You might have a hard time convincing Michaelangelo and DaVinci of that, not to mention scores of other painters and sculptors throughout history.

See, the problem is, under current definition, they don't have to be engaged in sexual acts - they just have to be suggestively posed, "coy" (to use the Supreme Court's own wording) or 'acting in a manner to suggest enticing activity' . And the S/C's definition covers EVERYONE under 18, which is some cases, is three years OVER the age of consent.

Snap a pic on your cell phone in the gym showers to goof on your buddies in high school? GUILTY!

Show a hint of white panties on that picture of your 17-year old girlfriend?

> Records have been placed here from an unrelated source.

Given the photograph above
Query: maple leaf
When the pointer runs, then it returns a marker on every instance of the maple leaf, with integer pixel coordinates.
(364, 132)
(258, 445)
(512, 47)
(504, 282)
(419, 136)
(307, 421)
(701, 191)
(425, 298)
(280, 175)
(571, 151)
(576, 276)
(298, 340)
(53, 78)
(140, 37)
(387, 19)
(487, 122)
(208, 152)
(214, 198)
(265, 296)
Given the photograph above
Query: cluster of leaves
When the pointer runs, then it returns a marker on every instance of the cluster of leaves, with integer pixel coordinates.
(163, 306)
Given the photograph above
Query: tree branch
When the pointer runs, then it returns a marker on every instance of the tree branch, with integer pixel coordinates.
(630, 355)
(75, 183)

GUILTY!

The odd thing about it, is that you can be charged with possession even if the picture is of YOURSELF!

dp102288
12-01-06, 08:14 AM
And the S/C's definition covers EVERYONE under 18, which is some cases, is three years OVER the age of consent.

Snap a pic on your cell phone in the gym showers to goof on your buddies in high school? GUILTY!

Show a hint of white panties on that picture of your 17-year old girlfriend? GUILTY!

The odd thing about it, is that you can be charged with possession even if the picture is of YOURSELF!


I can def see a problem in these examples, especially the last one. Man, I have pics of lots of past gfs when we were both under 18...shit!